For the long-term health of your home and work relationships, I would argue that it is not enough to love the other person through those swings. Your job as a spouse and as a founder is to continuously work to increase the frequency and the magnitude of the best times, while at the same time working to decrease the frequency and extremes of the worst times.

The big question then becomes, how do you do it?

Commit to improving.

At Rented.com, one of our core values is: “CONTINUOUS GROWTH: We pursue continuous learning, improvement, and personal growth.” This takes many different forms, but the starting point is to recognize and embrace its importance in your life. Commit to yourself to improve. Then commit to your partner, family and colleagues to do the same. The truth is that a big part of why I write pieces like this one is to make a public commitment to work toward the objectives I espouse. I admit that I’m not there yet. Publicly committing to work to get there helps me get closer each day.
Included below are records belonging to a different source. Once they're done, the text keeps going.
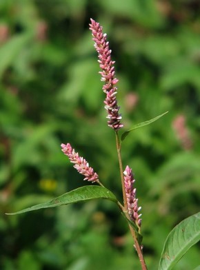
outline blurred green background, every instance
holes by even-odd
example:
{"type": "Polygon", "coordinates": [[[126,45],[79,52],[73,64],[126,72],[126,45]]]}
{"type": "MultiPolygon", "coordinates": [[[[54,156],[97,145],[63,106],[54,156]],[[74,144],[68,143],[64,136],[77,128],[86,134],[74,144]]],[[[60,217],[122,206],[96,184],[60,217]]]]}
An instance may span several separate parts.
{"type": "MultiPolygon", "coordinates": [[[[116,61],[124,130],[169,111],[122,147],[142,206],[146,262],[157,268],[168,233],[199,211],[199,0],[0,1],[1,269],[140,269],[111,202],[4,214],[88,185],[61,143],[121,199],[90,17],[116,61]]],[[[175,269],[199,264],[196,245],[175,269]]]]}

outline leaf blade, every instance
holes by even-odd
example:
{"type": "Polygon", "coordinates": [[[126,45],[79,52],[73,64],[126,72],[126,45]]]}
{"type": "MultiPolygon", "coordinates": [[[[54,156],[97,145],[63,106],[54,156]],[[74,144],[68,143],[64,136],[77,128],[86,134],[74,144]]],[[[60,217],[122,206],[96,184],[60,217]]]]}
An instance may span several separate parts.
{"type": "Polygon", "coordinates": [[[95,198],[106,198],[116,203],[117,202],[115,196],[109,189],[103,187],[90,185],[79,187],[78,189],[67,192],[46,202],[36,205],[17,212],[6,213],[6,214],[15,215],[40,209],[55,207],[95,198]]]}
{"type": "Polygon", "coordinates": [[[132,132],[134,129],[137,129],[137,128],[139,127],[144,127],[145,125],[148,125],[151,124],[152,123],[156,121],[157,120],[158,120],[159,118],[160,118],[161,117],[163,116],[165,114],[166,114],[168,112],[166,112],[162,114],[160,114],[150,120],[148,120],[147,121],[144,121],[144,122],[141,122],[139,123],[138,124],[134,125],[131,129],[127,130],[126,132],[123,132],[121,135],[121,141],[123,141],[125,140],[126,137],[129,134],[130,132],[132,132]]]}
{"type": "Polygon", "coordinates": [[[168,234],[159,270],[170,270],[186,252],[200,240],[200,212],[178,224],[168,234]]]}

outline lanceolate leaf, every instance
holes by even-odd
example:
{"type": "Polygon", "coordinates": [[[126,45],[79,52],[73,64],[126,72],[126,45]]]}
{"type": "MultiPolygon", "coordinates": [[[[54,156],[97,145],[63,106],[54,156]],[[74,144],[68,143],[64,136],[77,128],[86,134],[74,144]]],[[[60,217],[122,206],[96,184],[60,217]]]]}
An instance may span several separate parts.
{"type": "Polygon", "coordinates": [[[158,116],[154,117],[152,119],[148,120],[148,121],[145,121],[145,122],[141,122],[141,123],[139,123],[139,124],[137,124],[137,125],[134,125],[130,129],[128,129],[126,132],[123,133],[123,134],[121,135],[121,141],[125,139],[125,138],[129,134],[129,133],[130,132],[132,132],[133,130],[134,130],[134,129],[136,129],[137,128],[142,127],[144,127],[145,125],[151,124],[152,123],[153,123],[153,122],[156,121],[157,120],[158,120],[159,118],[162,117],[163,115],[166,114],[168,112],[166,112],[163,114],[162,114],[161,115],[159,115],[158,116]]]}
{"type": "Polygon", "coordinates": [[[138,240],[138,242],[139,245],[141,245],[142,242],[142,239],[143,239],[143,236],[141,234],[139,233],[139,229],[137,227],[137,226],[136,225],[135,223],[134,223],[134,222],[132,222],[132,220],[130,220],[130,219],[128,219],[125,213],[121,212],[122,216],[124,217],[124,218],[126,220],[126,221],[128,221],[128,222],[129,223],[129,225],[132,227],[132,229],[134,230],[135,233],[136,233],[136,236],[138,240]]]}
{"type": "Polygon", "coordinates": [[[38,210],[42,208],[55,207],[57,206],[69,205],[70,203],[83,202],[88,200],[97,198],[106,198],[117,202],[115,196],[108,189],[99,186],[84,186],[77,189],[72,190],[57,198],[55,198],[47,202],[34,205],[31,207],[26,208],[23,210],[15,213],[6,213],[7,215],[15,215],[29,212],[30,211],[38,210]]]}
{"type": "Polygon", "coordinates": [[[200,212],[181,221],[170,233],[162,251],[159,270],[170,270],[200,240],[200,212]]]}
Public commitments and long-form articles are not everyone's cup of tea. That being said, the act of writing even for yourself helps. For example, each morning, I read a page of Ryan Holiday's “The Daily Stoic” and then spend a few minutes journaling on how I will follow the principles in a particular stoic quote that day. You do not have to commit to a lifetime. Start with today, and start today. Practice makes permanent.

Listen.

We can get so blinded by our own ideas and objectives that we miss out on opportunities to course correct out of the “worst,” and to steer toward the “best” sooner. When I came up with the idea that is now my company, I had no experience in the short-term rental industry. It was my outsider status and naiveté that allowed me to think about things creatively. Now that I am the better part of a decade into building this business, these creative ideas and suggestions for course correction are more likely to come from my employees than from me. I am too entrenched.
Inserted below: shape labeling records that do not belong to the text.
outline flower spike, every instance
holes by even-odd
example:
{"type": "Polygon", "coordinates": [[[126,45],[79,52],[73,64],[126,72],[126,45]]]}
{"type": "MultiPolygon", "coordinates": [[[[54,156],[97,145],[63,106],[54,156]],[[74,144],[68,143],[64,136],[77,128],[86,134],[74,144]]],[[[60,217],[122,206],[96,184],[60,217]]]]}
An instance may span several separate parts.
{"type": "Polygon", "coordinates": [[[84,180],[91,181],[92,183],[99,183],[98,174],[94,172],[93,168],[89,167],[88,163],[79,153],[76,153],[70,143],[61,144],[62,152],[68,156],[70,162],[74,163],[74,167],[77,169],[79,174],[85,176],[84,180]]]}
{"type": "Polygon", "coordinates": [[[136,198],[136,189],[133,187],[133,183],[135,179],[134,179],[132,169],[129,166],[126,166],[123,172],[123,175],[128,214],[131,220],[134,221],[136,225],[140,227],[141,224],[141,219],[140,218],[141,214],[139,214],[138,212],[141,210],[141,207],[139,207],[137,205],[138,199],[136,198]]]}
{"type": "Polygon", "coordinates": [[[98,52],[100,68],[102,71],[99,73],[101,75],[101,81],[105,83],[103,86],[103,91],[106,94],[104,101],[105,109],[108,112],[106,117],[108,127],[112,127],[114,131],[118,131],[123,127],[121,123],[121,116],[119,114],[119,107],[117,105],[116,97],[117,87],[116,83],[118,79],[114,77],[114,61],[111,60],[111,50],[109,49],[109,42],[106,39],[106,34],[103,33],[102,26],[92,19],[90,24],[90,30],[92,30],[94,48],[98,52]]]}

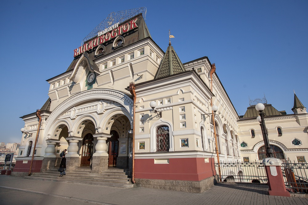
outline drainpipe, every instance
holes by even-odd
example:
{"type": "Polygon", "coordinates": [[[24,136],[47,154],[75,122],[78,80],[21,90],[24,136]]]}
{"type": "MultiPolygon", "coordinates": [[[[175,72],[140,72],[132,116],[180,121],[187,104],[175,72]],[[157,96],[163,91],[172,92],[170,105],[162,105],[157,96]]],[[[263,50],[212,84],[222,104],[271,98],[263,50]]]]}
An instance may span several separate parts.
{"type": "Polygon", "coordinates": [[[33,152],[32,154],[32,159],[31,159],[31,164],[30,165],[30,169],[29,170],[29,174],[28,176],[31,175],[31,170],[32,169],[32,164],[33,163],[33,159],[34,158],[34,152],[35,151],[35,147],[36,147],[36,142],[38,141],[38,137],[39,133],[39,128],[41,127],[41,122],[42,122],[42,117],[41,117],[41,110],[38,109],[36,110],[36,116],[38,118],[38,130],[36,132],[36,137],[35,138],[35,141],[34,143],[34,147],[33,147],[33,152]]]}
{"type": "MultiPolygon", "coordinates": [[[[211,92],[213,92],[213,74],[216,70],[216,66],[215,64],[212,65],[212,69],[210,73],[211,77],[211,92]]],[[[211,106],[213,107],[213,99],[211,98],[211,106]]],[[[219,153],[218,151],[218,144],[217,143],[217,137],[216,135],[216,127],[215,125],[215,118],[214,112],[212,111],[212,116],[213,116],[213,123],[214,126],[214,135],[215,137],[215,145],[216,146],[216,153],[217,154],[217,162],[218,163],[218,172],[219,175],[219,181],[221,181],[221,174],[220,171],[220,162],[219,161],[219,153]]]]}
{"type": "Polygon", "coordinates": [[[133,109],[134,109],[133,114],[133,153],[132,153],[132,182],[133,184],[136,183],[135,180],[135,108],[136,107],[135,105],[136,104],[136,92],[135,91],[135,84],[133,82],[129,83],[129,91],[131,92],[131,94],[133,96],[134,99],[134,106],[133,109]]]}

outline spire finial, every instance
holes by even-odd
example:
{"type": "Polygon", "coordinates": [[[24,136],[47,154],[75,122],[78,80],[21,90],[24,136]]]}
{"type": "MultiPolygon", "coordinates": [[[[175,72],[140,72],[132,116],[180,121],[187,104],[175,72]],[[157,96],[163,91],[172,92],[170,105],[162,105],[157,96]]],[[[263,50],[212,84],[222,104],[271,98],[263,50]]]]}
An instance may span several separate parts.
{"type": "Polygon", "coordinates": [[[171,42],[170,41],[170,38],[174,38],[174,37],[172,35],[170,35],[170,30],[169,30],[169,46],[171,45],[171,42]]]}

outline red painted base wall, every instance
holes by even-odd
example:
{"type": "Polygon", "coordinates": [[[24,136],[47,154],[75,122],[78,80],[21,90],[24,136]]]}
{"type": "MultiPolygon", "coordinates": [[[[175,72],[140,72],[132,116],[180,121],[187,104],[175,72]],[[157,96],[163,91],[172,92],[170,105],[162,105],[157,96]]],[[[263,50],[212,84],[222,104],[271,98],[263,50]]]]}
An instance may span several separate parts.
{"type": "MultiPolygon", "coordinates": [[[[42,160],[34,160],[32,164],[31,172],[39,172],[41,171],[42,168],[42,160]]],[[[14,167],[13,171],[19,172],[28,172],[30,169],[30,166],[31,164],[31,160],[28,160],[28,163],[24,163],[22,160],[16,161],[15,167],[14,167]]]]}
{"type": "Polygon", "coordinates": [[[216,175],[214,159],[180,158],[169,159],[169,164],[154,164],[154,159],[135,160],[135,178],[167,180],[201,181],[216,175]]]}

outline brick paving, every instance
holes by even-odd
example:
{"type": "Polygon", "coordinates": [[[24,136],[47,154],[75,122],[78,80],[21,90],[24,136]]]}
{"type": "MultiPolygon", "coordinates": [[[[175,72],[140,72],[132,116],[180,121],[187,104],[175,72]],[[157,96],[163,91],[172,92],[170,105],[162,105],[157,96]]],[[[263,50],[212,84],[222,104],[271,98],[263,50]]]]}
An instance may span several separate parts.
{"type": "MultiPolygon", "coordinates": [[[[79,201],[97,204],[297,204],[308,205],[308,198],[270,196],[267,185],[218,183],[202,193],[139,187],[124,188],[27,179],[0,176],[0,198],[10,189],[17,193],[27,192],[38,197],[45,195],[55,201],[62,198],[66,204],[79,201]],[[70,200],[71,200],[70,202],[70,200]]],[[[24,204],[28,204],[26,203],[24,204]]],[[[50,204],[54,202],[50,201],[50,204]]],[[[6,204],[5,202],[3,204],[6,204]]],[[[22,203],[21,204],[22,204],[22,203]]]]}

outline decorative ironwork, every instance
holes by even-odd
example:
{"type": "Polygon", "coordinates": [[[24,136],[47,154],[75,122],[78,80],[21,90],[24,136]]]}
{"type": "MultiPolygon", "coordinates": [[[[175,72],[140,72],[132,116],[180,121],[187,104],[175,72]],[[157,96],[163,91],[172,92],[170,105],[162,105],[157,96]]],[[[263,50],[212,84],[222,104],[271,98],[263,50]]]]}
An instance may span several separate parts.
{"type": "Polygon", "coordinates": [[[267,178],[262,162],[230,162],[215,163],[218,172],[221,171],[221,180],[224,182],[267,183],[267,178]]]}
{"type": "Polygon", "coordinates": [[[267,104],[267,100],[265,98],[265,94],[264,94],[264,96],[262,98],[256,98],[252,100],[248,97],[248,99],[249,99],[249,106],[250,106],[256,105],[258,103],[261,103],[262,104],[267,104]]]}
{"type": "Polygon", "coordinates": [[[144,18],[146,20],[147,8],[145,7],[120,11],[116,12],[111,12],[105,19],[103,20],[83,39],[81,42],[81,45],[83,45],[84,42],[88,40],[97,36],[99,32],[117,23],[120,24],[127,19],[141,13],[142,14],[144,18]]]}
{"type": "MultiPolygon", "coordinates": [[[[14,169],[14,167],[15,167],[15,164],[16,163],[12,162],[12,165],[11,166],[11,169],[10,170],[12,171],[13,171],[13,169],[14,169]]],[[[0,171],[1,170],[8,170],[10,169],[10,163],[5,163],[4,162],[0,163],[0,171]],[[4,165],[5,165],[5,167],[4,167],[4,165]]]]}
{"type": "Polygon", "coordinates": [[[160,126],[156,128],[156,148],[157,151],[169,150],[169,128],[160,126]]]}
{"type": "Polygon", "coordinates": [[[308,164],[283,160],[281,169],[287,190],[308,194],[308,164]]]}

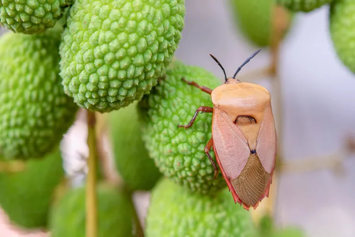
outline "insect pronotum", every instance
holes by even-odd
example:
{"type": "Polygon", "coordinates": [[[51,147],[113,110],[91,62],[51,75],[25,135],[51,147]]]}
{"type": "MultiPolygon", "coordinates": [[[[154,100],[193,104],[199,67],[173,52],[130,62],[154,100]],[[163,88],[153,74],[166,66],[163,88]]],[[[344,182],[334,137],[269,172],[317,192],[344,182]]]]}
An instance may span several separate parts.
{"type": "Polygon", "coordinates": [[[210,54],[222,68],[225,79],[224,84],[214,90],[183,78],[188,84],[210,94],[213,107],[199,107],[188,124],[178,126],[187,129],[199,112],[213,113],[212,137],[204,152],[213,166],[215,178],[218,171],[209,154],[213,147],[234,202],[248,210],[251,206],[255,209],[261,199],[268,197],[276,158],[276,131],[270,93],[263,86],[235,79],[242,67],[260,50],[248,58],[231,78],[227,78],[221,63],[210,54]]]}

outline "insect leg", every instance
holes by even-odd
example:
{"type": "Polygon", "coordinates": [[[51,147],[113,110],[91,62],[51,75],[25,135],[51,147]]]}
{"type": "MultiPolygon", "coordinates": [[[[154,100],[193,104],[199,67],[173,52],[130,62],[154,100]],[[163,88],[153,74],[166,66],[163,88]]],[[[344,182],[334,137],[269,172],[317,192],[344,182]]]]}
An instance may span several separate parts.
{"type": "Polygon", "coordinates": [[[204,92],[206,92],[208,94],[211,94],[212,93],[212,90],[209,88],[206,87],[205,86],[201,86],[200,85],[197,84],[195,81],[188,81],[185,79],[184,78],[182,78],[181,79],[181,80],[182,80],[183,81],[186,82],[189,85],[193,85],[194,86],[196,86],[196,87],[198,88],[200,90],[201,90],[202,91],[203,91],[204,92]]]}
{"type": "Polygon", "coordinates": [[[209,159],[209,161],[211,161],[211,163],[212,164],[212,166],[213,166],[213,169],[214,170],[214,175],[213,176],[213,179],[215,180],[216,179],[217,179],[217,174],[218,173],[218,170],[217,168],[217,165],[216,165],[216,163],[214,162],[214,161],[213,161],[213,159],[212,159],[212,157],[211,156],[211,154],[209,154],[209,152],[211,151],[211,148],[212,148],[212,144],[213,141],[213,140],[212,140],[212,137],[211,137],[211,139],[209,139],[208,142],[207,143],[207,145],[206,145],[206,146],[204,147],[204,153],[206,153],[207,157],[208,158],[208,159],[209,159]]]}
{"type": "Polygon", "coordinates": [[[196,111],[194,114],[194,116],[191,119],[189,124],[187,125],[178,125],[178,128],[185,128],[188,129],[191,127],[195,122],[195,120],[196,119],[197,115],[199,114],[199,112],[202,112],[203,113],[212,113],[213,112],[213,108],[212,107],[209,107],[208,106],[200,106],[199,108],[196,109],[196,111]]]}

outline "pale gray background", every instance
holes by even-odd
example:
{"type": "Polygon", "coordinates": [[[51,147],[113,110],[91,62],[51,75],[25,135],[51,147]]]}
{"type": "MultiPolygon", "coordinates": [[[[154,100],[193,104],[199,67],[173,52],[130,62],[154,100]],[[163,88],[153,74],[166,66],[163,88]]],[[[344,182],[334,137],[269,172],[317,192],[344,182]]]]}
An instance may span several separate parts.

This has already been the case on my team numerous times, from Tanner coming up with the idea that became Rented Capital, to Cliff launching our Revenue Management as a Service. These two new business lines have helped Rented.com grow revenue by 5X each of the past three years. If I had not been listening, I, and my company, would have missed these opportunities to make our “best” that much better.

On this, having an “open door” policy is not enough. Not everyone is comfortable proactively coming to you with ideas for what isn't working or could work better. You have to proactively solicit employee input. I have two ways I do this that others are more than welcome to copy:

1. Consistent 1:1s with every employee. I keep a spreadsheet with the dates of my last 1:1 with each employee and make sure I stay on a continuous cadence throughout the year.

2. A more formalized “Brocket Hall Process” where employees, anonymously or not, can submit business cases for new ideas. This helps those who are shy but have great ideas get their ideas “heard” (i.e., read), and the company benefits as a result.

Accept that you are not perfect.

It is almost a badge of honor for people to say, “I am my own harshest critic.” Why? How is it helpful to beat yourself down rather than to build yourself up? Why do something that is far more likely to take you to a more extreme worst than to a more amplified best?

You are human. Accept this. I'm not saying settle for this (see “commit to improving” above), but I am saying don’t beat yourself up about it. Sometimes it helps to read about the failures of others who later became huge success for you to put things into perspective. Once you see their humanity, you can more easily accept your own. You can then start working to be a better human with even more vigor, determination and purpose.

It is work, and it is hard. As my toddler always says: “When something is hard, we practice.” Sage advice. Follow it. Your relationships and your business will become stronger once you do.